Our future force must be capable of seamlessly teaming human operators with autonomous systems. We need AI in our cockpits, our command chains, and our logistics tail – not to replace human judgement, but to enhance it, to out-think and out-manoeuvre our adversaries in compressed decision windows.

What happens when AI becomes something more? Artificial General Intelligence (AGI) may still feel abstract, but history suggests that disruption often arrives faster than expected. AGI won't just process information – it could autonomously generate strategy, outmatching even experienced commanders in speed and accuracy.

While a comprehensive exploration of AGI’s implications merits deeper study, its trajectory already demands immediate institutional consideration.

For the RAAF, this presents both a threat and an opportunity. We must explore AGI's implications now, not later. Doctrine, training, ethics, and accountability frameworks need to evolve before the technology does (Devitt & Copeland, 2021).

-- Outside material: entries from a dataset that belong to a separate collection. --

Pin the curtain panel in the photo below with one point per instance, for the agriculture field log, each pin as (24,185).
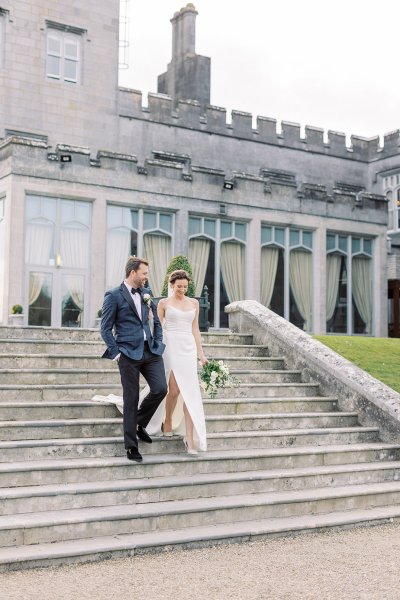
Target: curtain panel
(333,264)
(118,252)
(362,289)
(300,276)
(199,251)
(232,270)
(269,265)
(157,250)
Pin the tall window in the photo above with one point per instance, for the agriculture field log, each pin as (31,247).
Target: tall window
(57,258)
(287,273)
(348,284)
(63,55)
(138,232)
(391,187)
(217,250)
(2,36)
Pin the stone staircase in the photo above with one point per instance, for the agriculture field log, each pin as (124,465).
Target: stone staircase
(282,459)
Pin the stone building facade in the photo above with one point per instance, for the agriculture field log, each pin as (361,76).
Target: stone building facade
(88,175)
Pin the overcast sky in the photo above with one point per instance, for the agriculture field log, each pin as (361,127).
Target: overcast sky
(331,64)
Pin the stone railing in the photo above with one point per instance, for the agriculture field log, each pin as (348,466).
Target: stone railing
(377,404)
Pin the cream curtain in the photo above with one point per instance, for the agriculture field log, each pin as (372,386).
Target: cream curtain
(232,270)
(361,286)
(75,247)
(75,286)
(38,243)
(333,264)
(118,252)
(300,275)
(199,251)
(35,286)
(269,265)
(157,250)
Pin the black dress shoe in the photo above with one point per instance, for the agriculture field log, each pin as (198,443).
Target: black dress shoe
(143,435)
(134,454)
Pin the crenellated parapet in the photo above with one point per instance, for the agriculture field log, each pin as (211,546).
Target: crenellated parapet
(213,120)
(173,173)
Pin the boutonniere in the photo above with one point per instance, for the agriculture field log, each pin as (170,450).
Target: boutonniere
(147,300)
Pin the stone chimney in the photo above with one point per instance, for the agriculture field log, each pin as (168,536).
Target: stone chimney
(188,75)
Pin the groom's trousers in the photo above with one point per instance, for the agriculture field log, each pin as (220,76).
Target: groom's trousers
(151,366)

Leadership in this environment won't be about rank. It will be about mindset. Air Force leaders must become literate in AI just as much as they are in air power. We need commanders who understand not just what AI can do, but what it will demand of us – operationally, ethically, and culturally.

This also demands new partnerships: with academia, industry, and allies. Interoperability won't just be about platforms, but about algorithms, data standards, and human-machine teaming concepts.

To move beyond awareness and into preparedness, Air Force could consider establishing an AI Futures Taskforce to drive experimentation, wargaming, and ethical framework development. Embedding agile software development teams within operational units would also enable faster iteration of AI-enabled capabilities. Further, partnering with allies on AI interoperability and scenario planning can position the RAAF to influence, not just follow, coalition AI doctrine.

We are not passengers in this transformation. We are pilots. The decisions we make now, about how we fund, train, structure and lead – will define our operational advantage for decades.

AI will not wait for our policy cycles to catch up. It won't pause for our comfort zones. The RAAF must lean forward, not just to survive disruption, but to shape it. Because if we don't, someone else will.